また、ホースラディッシュには強い抗菌作用があり、尿路感染症や細菌による気管支炎には有効です。明確な報告はありませんが、ホースラディッシュに含まれる強い抗菌物質と酵素が腎臓、膀胱を経て体外に排泄される経路の中で、尿路感染の原因菌の殺菌をすることと、この酵素の働きで利尿作用が強まり、腎臓・膀胱で炎症物質が強制的に排泄促進されるのではないかと考えられています。 事実、ドイツ(The German Commision E:日本の厚生労働省に相当)ではホースラディッシュを尿路感染症の治療処方薬として承認しているほどです。

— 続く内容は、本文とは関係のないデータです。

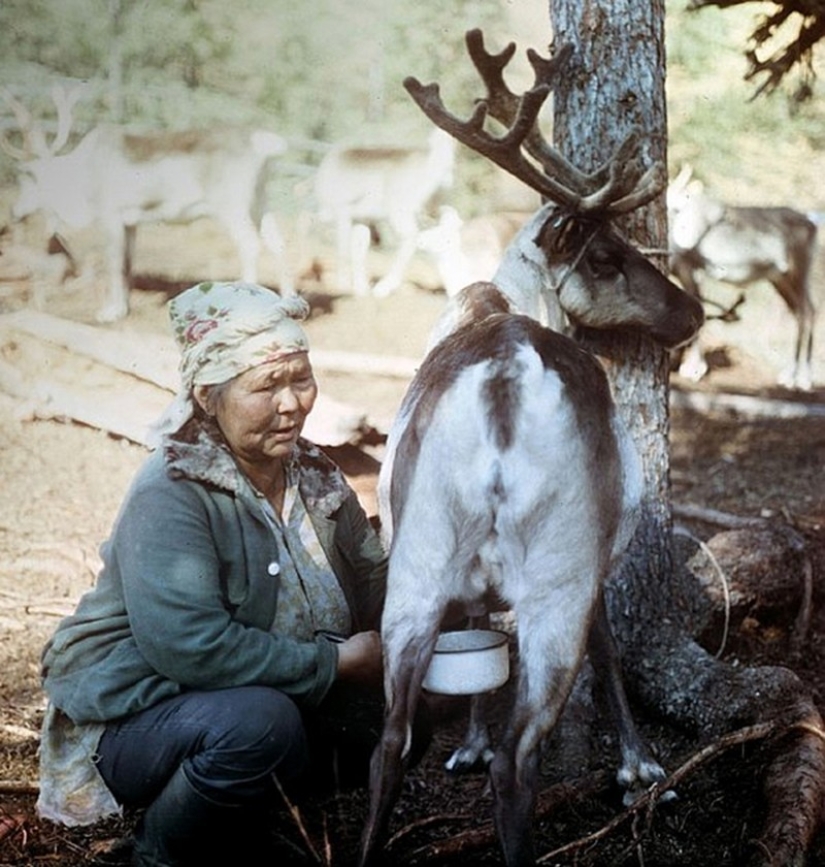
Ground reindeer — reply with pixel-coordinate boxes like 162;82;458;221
361;30;703;867
418;205;528;298
0;89;294;322
315;130;455;298
667;167;817;391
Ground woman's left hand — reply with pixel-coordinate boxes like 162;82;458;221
338;631;384;686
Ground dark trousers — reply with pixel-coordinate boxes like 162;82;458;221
98;686;308;807
93;684;430;867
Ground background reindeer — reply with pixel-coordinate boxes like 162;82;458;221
0;90;294;321
362;31;703;867
668;167;816;390
418;205;530;297
315;124;455;298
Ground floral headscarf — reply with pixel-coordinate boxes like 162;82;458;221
149;282;309;446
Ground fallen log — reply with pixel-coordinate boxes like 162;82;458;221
670;388;825;419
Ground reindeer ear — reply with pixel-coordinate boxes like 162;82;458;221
535;212;583;259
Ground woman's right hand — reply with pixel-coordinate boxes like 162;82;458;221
338;631;384;686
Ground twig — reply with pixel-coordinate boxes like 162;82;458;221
671;503;768;530
674;527;731;659
792;557;814;650
536;720;784;864
393;720;792;864
393;771;613;865
273;776;328;864
0;780;40;795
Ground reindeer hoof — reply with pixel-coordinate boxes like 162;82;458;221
444;747;493;774
616;760;678;807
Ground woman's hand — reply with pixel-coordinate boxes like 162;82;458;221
338;631;384;686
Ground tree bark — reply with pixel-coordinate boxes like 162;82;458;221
550;0;825;865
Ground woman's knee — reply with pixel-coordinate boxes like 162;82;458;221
191;686;308;786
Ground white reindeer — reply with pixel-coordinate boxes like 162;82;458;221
362;31;703;867
315;130;455;298
418;205;528;298
0;89;294;322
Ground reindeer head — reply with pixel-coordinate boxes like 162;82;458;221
404;30;703;347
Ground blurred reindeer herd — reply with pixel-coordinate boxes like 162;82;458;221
0;87;820;390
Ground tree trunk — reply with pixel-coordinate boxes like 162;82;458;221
550;0;825;865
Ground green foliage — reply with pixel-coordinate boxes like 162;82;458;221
0;0;825;214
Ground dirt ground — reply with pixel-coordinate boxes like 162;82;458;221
0;220;825;867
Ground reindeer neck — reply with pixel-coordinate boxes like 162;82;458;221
493;205;565;331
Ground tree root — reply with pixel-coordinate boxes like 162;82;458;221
387;720;825;867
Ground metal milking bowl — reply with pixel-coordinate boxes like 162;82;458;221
423;629;510;695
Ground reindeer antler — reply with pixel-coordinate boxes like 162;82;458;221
0;85;80;160
404;29;663;215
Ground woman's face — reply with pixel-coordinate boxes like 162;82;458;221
206;352;318;464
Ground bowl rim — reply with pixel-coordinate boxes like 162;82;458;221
433;629;509;655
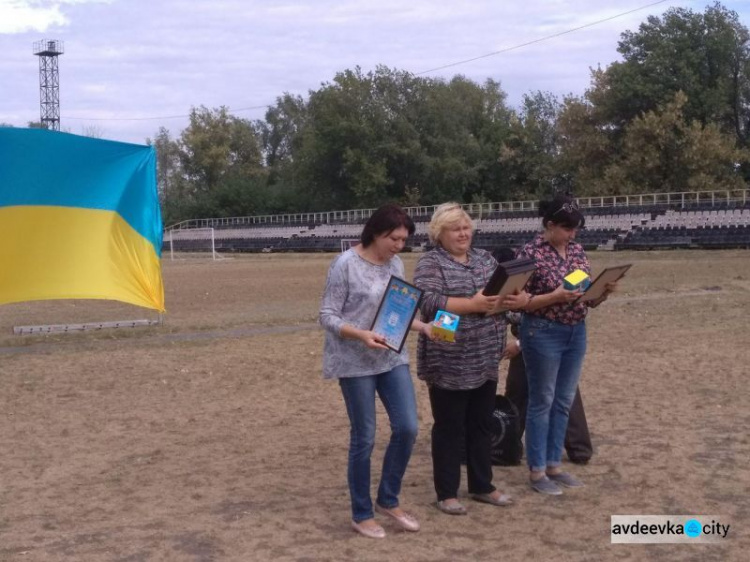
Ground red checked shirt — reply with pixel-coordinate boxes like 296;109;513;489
518;233;591;324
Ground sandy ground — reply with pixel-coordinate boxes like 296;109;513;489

日本のワサビにも同様な作用があることが国内の大学や研究機関から報告されているので、日本のワサビにも鼻炎の改善や尿路感染症改善効果があるのではないでしょうか。

ただ、グルコシノレートの摂取については注意をすることもあります。グルコシノレートが酵素変化によって作られる物質にゴイトリン(goitrin)という物質があります。ゴイトリンは甲状腺でヨウ素の取り込みを阻害するので,甲状腺ホルモンの合成が抑制されます.したがって,グルコシノレートが含まれる大量のアブラナ科野菜を継続して食べることで甲状腺ホルモン量が低下するので、潜在的に甲状腺ホルモン低下の背景がある方はアブラナ科野菜の食べすぎには注意してください。
逆に、最近体重が急に増えた、動悸がするようになった、エネルギー不足を感じる、体温調節がうまくできない、憂鬱などのような症状が気になる方は、食生活でアブラナ科の食材を食べ過ぎていないかを確認してみることも症状の原因を探るきっかけになると思いますよ。